Valarian raises $50 million to help governments and enterprises escape America’s cloud grip

ValarianCompany
NEAInvestor
London‑based Valarian closed a $50 million Series A led by NEA, boosting its total capital to $70 million to build a sovereign AI‑security layer for governments and enterprises.
Valarian has closed a $50 million Series A round led by New Enterprise Associates (NEA), bringing the startup’s total funding to $70 million. The capital will be used to expand its ACRA software, a security layer that isolates AI workloads and enforces data‑access controls for customers subject to the U.S. CLOUD Act.
Deal Terms
The round was anchored by NEA, marking the firm’s first defense and dual‑use investment in Europe. No valuation or revenue multiple was disclosed. Existing investors were not named, and the terms of the financing were not made public.
Market Context
Valarian’s ACRA platform sits between a cloud provider—such as Amazon Web Services or Microsoft Azure—and the AI applications that run on it. By sealing off data flows, the software lets governments and enterprises keep using mainstream cloud infrastructure while preventing unauthorized data extraction under U.S. legal compulsion. The offering arrives as European defense spending climbs and several sovereign entities are reevaluating contracts with U.S. data giants.

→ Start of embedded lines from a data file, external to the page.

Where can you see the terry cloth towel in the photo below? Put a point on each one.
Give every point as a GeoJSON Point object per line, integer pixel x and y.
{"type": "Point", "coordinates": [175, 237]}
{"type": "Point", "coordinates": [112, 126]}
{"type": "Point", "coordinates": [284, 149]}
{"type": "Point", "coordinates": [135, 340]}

Founders Max Buchan and Josh McLaughlin bring deep experience to the venture. Buchan previously helped scale a fintech unicorn to a $1.2 billion Nasdaq listing, while McLaughlin spent years at Palantir as a managing director. Their combined background in high‑growth software and defense‑oriented data platforms informs Valarian’s focus on “infrastructure sovereignty” rather than a simple settings toggle.
With the new financing, Valarian plans to accelerate product development, broaden its go‑to‑market effort across Europe and the U.K., and pursue early contracts with defense ministries and regulated enterprises. The company aims to position ACRA as a de‑facto compliance layer for any organization that must shield AI‑driven insights from extraterritorial legal claims.
Why It Matters
For Valarian, the Series A provides the runway to move from prototype to production‑grade deployments, a critical step in winning multi‑year contracts with defense ministries that demand proven security certifications. The backing by NEA also signals to European sovereign customers that a top‑tier U.S. venture firm sees strategic value in a non‑U.S. data‑sovereignty solution, potentially easing procurement hesitations.

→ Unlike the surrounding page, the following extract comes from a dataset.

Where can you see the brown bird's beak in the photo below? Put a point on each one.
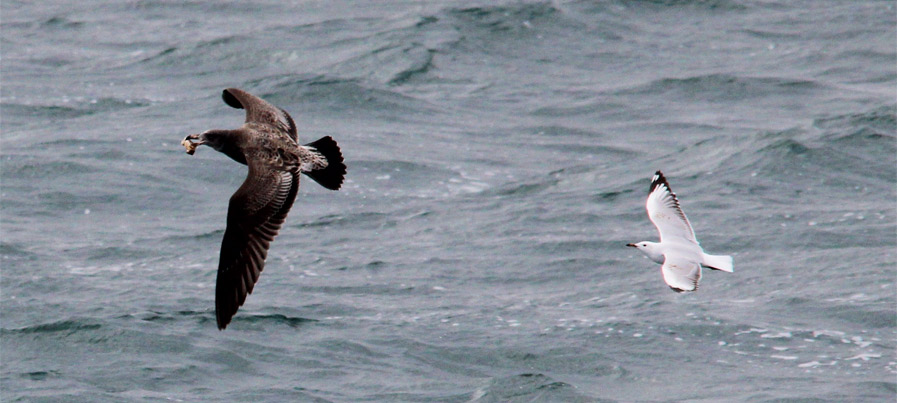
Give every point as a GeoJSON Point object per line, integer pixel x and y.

Competitors such as Palantir will now face a more specialized SaaS alternative that does not require customers to abandon existing cloud providers. NEA’s entry into the European defense‑tech space could catalyze further venture activity in dual‑use SaaS, prompting other investors to scout for startups that combine AI, security, and compliance in a single stack.
Key Points
- Valarian raised $50 million in a Series A round led by NEA.
- The funding brings the startup’s total capital to $70 million.
- NEA’s investment is its first defense and dual‑use deal in Europe.
- Valarian’s ACRA platform secures AI workloads against the U.S. CLOUD Act.
- Founders bring fintech unicorn and Palantir experience to the venture.
Analysis
The $50 million Series A does not disclose a valuation, leaving the ARR multiple open, but the size of the round suggests investors see a high‑growth, high‑margin SaaS opportunity in data‑sovereignty. Dual‑use security software that layers on top of public clouds is a niche yet expanding market, driven by regulatory pressure and geopolitical risk. For operators, the deal underscores the importance of building compliance‑by‑design architectures that can be sold across jurisdictions without rebuilding core infrastructure. Investors may view Valarian as a template for future European‑focused defense SaaS plays, where the upside comes from recurring subscription revenue and the ability to lock in long‑term government contracts. As more sovereign entities seek to mitigate extraterritorial data claims, the sector could see a wave of similar funding rounds, pushing valuation multiples higher for companies that can demonstrate both technical depth and regulatory alignment.